Hyperparameter optimization for Deep Learning Structures using Bayesian Optimization

I have constructed a CLDNN (Convolutional, LSTM, Deep Neural Network) structure for raw signal classification task.

Each training epoch runs for about 90 seconds and the hyperparameters seems to be very difficult to optimize.

I have been research various ways to optimize the hyperparameters (e.g. random or grid search) and found out about Bayesian Optimization.

Although I am still not fully understanding the optimization algorithm, I feed like it will help me greatly.

I would like to ask few questions regarding the optimization task.

  1. How do I set up the Bayesian Optimization with regards to a deep network?(What is the cost function we are trying to optimize?)
  2. What is the function I am trying to optimize? Is it the cost of the validation set after N epochs?
  3. Is spearmint a good starting point for this task? Any other suggestions for this task?

I would greatly appreciate any insights into this problem.


Although I am still not fully understanding the optimization algorithm, I feed like it will help me greatly.

First up, let me briefly explain this part. Bayesian Optimization methods aim to deal with exploration-exploitation trade off in the multi-armed bandit problem. In this problem, there is an unknown function, which we can evaluate in any point, but each evaluation costs (direct penalty or opportunity cost), and the goal is to find its maximum using as few trials as possible. Basically, the trade off is this: you know the function in a finite set of points (of which some are good and some are bad), so you can try an area around the current local maximum, hoping to improve it (exploitation), or you can try a completely new area of space, that can potentially be much better or much worse (exploration), or somewhere in between.

Bayesian Optimization methods (e.g.
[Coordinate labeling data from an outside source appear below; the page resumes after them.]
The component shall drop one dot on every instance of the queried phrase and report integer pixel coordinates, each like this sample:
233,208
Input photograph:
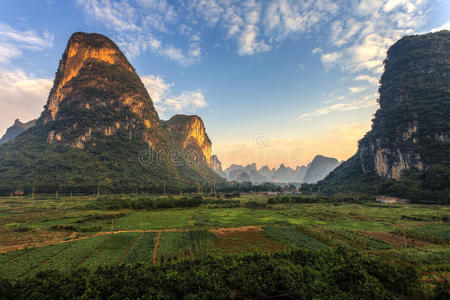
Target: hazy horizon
274,82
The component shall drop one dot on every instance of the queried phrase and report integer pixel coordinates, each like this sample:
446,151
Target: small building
391,200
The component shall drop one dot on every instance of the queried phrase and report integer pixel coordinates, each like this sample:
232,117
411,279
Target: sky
275,81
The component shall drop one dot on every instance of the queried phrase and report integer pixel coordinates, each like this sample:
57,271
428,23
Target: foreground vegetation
284,245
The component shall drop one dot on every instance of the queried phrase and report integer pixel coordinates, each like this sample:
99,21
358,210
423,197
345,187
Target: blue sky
275,81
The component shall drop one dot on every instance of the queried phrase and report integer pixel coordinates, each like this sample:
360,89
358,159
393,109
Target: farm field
66,234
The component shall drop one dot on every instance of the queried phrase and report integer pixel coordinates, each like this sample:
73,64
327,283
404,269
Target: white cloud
445,26
330,57
370,79
22,96
365,102
119,16
13,42
135,27
166,102
356,89
360,38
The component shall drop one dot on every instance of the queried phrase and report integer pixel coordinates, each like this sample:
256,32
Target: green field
67,234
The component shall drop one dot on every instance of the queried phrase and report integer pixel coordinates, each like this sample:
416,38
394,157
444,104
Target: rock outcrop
407,151
216,166
319,168
16,129
96,93
188,133
100,123
414,107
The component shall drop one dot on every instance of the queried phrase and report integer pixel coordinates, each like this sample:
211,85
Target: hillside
16,129
98,126
407,151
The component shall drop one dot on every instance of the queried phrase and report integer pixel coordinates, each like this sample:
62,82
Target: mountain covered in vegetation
407,151
16,129
99,127
316,170
319,168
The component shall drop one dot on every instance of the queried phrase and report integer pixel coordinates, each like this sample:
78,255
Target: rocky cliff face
414,107
407,152
96,93
16,129
319,168
216,166
100,122
188,133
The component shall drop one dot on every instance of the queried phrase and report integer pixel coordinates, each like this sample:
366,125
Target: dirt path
93,252
155,250
395,240
47,260
131,248
19,246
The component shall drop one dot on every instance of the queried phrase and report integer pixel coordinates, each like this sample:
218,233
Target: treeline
317,198
113,202
331,274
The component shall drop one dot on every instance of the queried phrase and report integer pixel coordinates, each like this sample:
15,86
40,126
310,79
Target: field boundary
131,248
93,251
155,249
47,260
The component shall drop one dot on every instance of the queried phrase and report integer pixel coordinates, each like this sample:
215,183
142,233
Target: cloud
13,42
330,57
135,27
370,79
22,96
360,38
365,102
339,141
166,101
445,26
356,89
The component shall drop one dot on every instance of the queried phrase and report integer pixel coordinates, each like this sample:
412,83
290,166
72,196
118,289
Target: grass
183,244
293,238
112,251
31,260
244,242
24,221
73,256
143,249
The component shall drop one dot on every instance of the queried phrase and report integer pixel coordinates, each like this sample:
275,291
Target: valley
67,233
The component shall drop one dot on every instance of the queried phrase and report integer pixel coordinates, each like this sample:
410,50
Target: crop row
294,238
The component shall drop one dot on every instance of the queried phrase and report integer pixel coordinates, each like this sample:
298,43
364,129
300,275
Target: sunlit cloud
166,102
339,141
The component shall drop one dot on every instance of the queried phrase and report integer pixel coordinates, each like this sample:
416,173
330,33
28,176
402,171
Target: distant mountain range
316,170
407,152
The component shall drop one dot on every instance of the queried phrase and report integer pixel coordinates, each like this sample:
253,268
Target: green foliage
293,238
174,245
112,251
142,251
300,274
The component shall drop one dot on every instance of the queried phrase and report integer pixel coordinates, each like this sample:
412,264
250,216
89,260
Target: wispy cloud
370,79
166,102
445,26
364,102
22,96
135,27
359,40
13,42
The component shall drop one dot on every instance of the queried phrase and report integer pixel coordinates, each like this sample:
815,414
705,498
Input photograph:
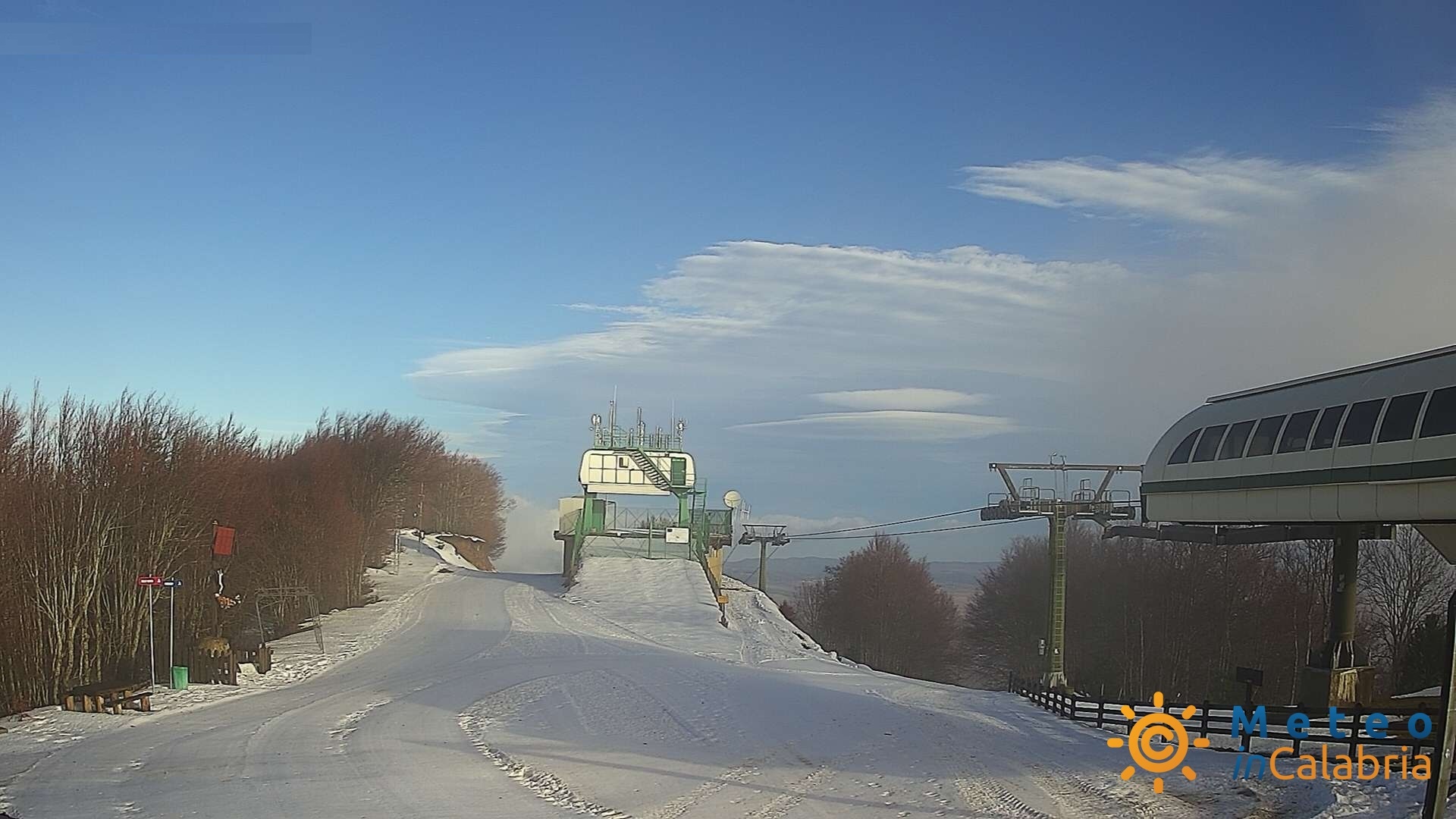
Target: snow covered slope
501,695
437,547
PI, EI, UCB), build a model of the target function using a Gaussian Process (GP) and at each step choose the most "promising" point based on their GP model (note that "promising" can be defined differently by different particular methods).

Here's an example:

sin(x)*x

The true function is f(x) = x * sin(x) (black curve) on [-10, 10] interval. Red dots represent each trial, red curve is the GP mean, blue curve is the mean plus or minus one standard deviation. As you can see, the GP model doesn't match the true function everywhere, but the optimizer fairly quickly identified the "hot" area around -8 and started to exploit it.

How do I set up the Bayesian Optimization with regards to a deep network?

In this case, the space is defined by (possibly transformed) hyperparameters, usually a multidimensional unit hypercube.

For example, suppose you have three hyperparameters: a learning rate α in [0.001, 0.01], the regularizer λ in [0.1, 1] (both continuous) and the hidden layer size N in [50..100] (integer). The space for optimization is a 3-dimensional cube [0, 1]*[0, 1]*[0, 1]. Each point (p0, p1, p2) in this cube corresponds to a trinity (α, λ, N) by the following transformation:

p0 -> α = 10**(p0-3)
p1 -> λ = 10**(p1-1)
p2 -> N = int(p2*50 + 50)

What is the function I am trying to optimize? Is it the cost of the validation set after N epochs?

Correct, the target function is neural network validation accuracy. Clearly, each evaluation is expensive, because it requires at least several epochs for training.

Also note that the target function is stochastic, i.e. two evaluations on the same point may slightly differ, but it's not a blocker for Bayesian Optimization, though it obviously increases the uncertainty.

Is spearmint a good starting point for this task? Any other suggestions for this task?

spearmint is a good library, you can definitely work with that. I can also recommend hyperopt.

In my own research, I ended up writing my own tiny library, basically for two reasons: I wanted to code exact Bayesian method to use (in particular, I found a portfolio strategy of UCB and PI converged faster than anything else, in my case); plus there is another technique that can save up to 50% of training time called learning curve prediction (the idea is to skip full learning cycle when the optimizer is confident the model doesn't learn as fast as in other areas). I'm not aware of any library that implements this, so I coded it myself, and in the end it paid off. If you're interested, the code is on GitHub.